The complex pathways to impact illustrate the necessity of thinking in terms of socio-technical innovation bundles. These are necessary in the narrowest sense, to ensure the presence of socio-cultural accelerators to promote adaptation and diffusion of beneficial individual innovations, and to clear socio-cultural obstacles to upscaling. But they are, perhaps, even more important in the broader sense of addressing the inevitable spillovers and tradeoffs across diverse, desired outcomes. While innovation can often create the potential for Pareto improvements and thereby obviate the need for the typically painful zero-sum politics of food-price dilemmas—where any price change generates both winners and losers, and thus stark opposition—it still requires negotiation and compromise.

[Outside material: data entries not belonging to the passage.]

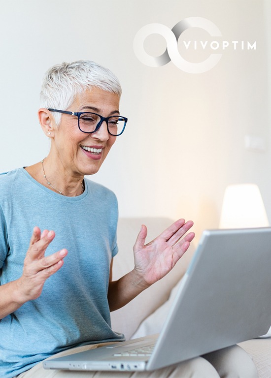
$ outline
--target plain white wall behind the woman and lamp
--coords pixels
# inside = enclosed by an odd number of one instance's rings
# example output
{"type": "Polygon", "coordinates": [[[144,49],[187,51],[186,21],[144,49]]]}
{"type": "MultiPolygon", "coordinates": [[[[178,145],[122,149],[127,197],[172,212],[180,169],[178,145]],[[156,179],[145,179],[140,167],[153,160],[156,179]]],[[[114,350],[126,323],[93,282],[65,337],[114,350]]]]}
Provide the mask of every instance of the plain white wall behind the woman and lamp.
{"type": "MultiPolygon", "coordinates": [[[[0,171],[48,152],[36,117],[46,69],[90,59],[112,69],[123,87],[127,130],[93,177],[116,192],[121,216],[193,219],[199,236],[218,226],[225,187],[253,182],[271,221],[270,24],[269,0],[0,1],[0,171]],[[223,39],[256,40],[257,49],[229,49],[202,74],[138,61],[133,40],[142,26],[171,29],[192,16],[215,23],[223,39]],[[265,150],[246,150],[245,135],[262,137],[265,150]]],[[[146,49],[159,55],[165,40],[152,38],[146,49]]]]}

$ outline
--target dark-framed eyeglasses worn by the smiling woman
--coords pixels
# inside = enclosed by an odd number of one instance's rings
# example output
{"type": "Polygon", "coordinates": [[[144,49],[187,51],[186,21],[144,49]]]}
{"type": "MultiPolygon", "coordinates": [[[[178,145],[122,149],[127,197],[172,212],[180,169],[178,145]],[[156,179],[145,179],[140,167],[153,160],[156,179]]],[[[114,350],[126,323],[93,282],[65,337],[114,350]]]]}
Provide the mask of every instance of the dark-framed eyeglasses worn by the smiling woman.
{"type": "Polygon", "coordinates": [[[82,132],[91,134],[101,127],[103,121],[106,122],[107,130],[110,135],[121,135],[125,129],[128,118],[122,116],[102,117],[100,114],[88,112],[68,112],[66,110],[58,110],[49,108],[50,112],[58,112],[76,116],[78,118],[78,127],[82,132]]]}

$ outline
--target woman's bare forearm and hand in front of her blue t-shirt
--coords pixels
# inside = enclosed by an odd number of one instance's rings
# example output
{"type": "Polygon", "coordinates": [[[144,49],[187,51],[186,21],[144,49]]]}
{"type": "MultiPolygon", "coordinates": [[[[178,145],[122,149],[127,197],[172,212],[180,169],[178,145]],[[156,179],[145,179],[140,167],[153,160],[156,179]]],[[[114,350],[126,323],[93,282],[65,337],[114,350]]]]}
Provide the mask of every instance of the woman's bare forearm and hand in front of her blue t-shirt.
{"type": "Polygon", "coordinates": [[[40,229],[34,227],[22,277],[0,285],[0,319],[17,310],[25,302],[38,298],[47,278],[63,266],[67,250],[44,257],[46,248],[54,237],[54,231],[44,230],[41,234],[40,229]]]}

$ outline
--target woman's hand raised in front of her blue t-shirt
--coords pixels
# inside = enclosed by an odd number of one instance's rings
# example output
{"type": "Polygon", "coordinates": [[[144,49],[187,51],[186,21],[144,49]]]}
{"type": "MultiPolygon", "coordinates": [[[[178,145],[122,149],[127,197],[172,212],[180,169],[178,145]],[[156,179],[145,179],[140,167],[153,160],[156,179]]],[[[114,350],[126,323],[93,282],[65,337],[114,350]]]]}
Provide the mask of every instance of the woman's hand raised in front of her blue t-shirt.
{"type": "Polygon", "coordinates": [[[34,227],[24,260],[23,274],[17,280],[18,293],[23,303],[38,298],[45,281],[64,264],[63,258],[68,254],[66,249],[44,256],[54,237],[54,231],[44,230],[41,233],[38,227],[34,227]]]}

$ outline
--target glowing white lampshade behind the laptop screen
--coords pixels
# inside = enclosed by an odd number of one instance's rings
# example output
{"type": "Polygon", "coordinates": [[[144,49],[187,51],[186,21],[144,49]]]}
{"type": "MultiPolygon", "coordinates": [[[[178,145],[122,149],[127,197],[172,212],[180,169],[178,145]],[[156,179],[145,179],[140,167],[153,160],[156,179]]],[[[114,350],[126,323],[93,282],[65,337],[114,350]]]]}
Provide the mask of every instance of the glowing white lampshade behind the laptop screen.
{"type": "Polygon", "coordinates": [[[268,226],[264,202],[257,185],[240,184],[226,188],[219,228],[268,226]]]}

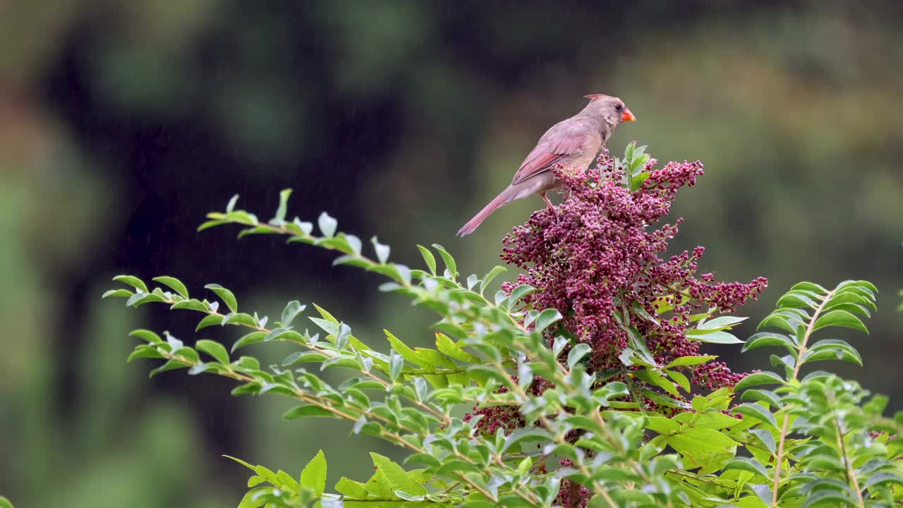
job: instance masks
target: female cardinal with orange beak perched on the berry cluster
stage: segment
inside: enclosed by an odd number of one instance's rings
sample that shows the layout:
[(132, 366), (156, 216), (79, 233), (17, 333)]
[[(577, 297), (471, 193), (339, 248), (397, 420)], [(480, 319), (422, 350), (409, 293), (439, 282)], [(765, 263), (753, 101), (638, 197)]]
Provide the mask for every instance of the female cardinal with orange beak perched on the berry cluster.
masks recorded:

Apolitical technological change does not exist. There are always winners. If navigated thoughtfully and inclusively, however, there need not be losers, just compromise to share the gains enabled by scientific and institutional advances.

The right socio-technical bundle, therefore, depends fundamentally on the system and on the actors involved. We cannot be overly prescriptive, as no one-size-fits-all solutions exist. The point, rather, is that one must look for contextually appropriate bundles and not naively assume that an emblematic technology will automatically diffuse, much less generate favorable, intended impacts without adverse, unintended impacts. For example, biofortification of staple crops with vitamins or minerals widely deficient in the diets of poor consumers is an extremely promising tool for advancing equitable livelihoods and healthy diets objectives in some rural and traditional systems. The crop genetic advances in biofortified germplasm often must be combined with improved agronomic practices to ensure healthy soils that deliver the needed vitamins/minerals to the re-engineered plants, with supporting seed replication and distribution systems, and with agricultural extension and nutritional education programming to inform farmers, shoppers, and caregivers of the benefits and recommended use patterns of the new variety. The precise components of biofortification-based socio-technical bundles necessarily vary, however, across crops, minerals, and AFS types. Moreover, biofortification is less useful in industrial and consolidated systems where micronutrient deficiencies have rather different etiology. The right bundle must be decided by gathering the suite of stakeholders engaged in the AFS.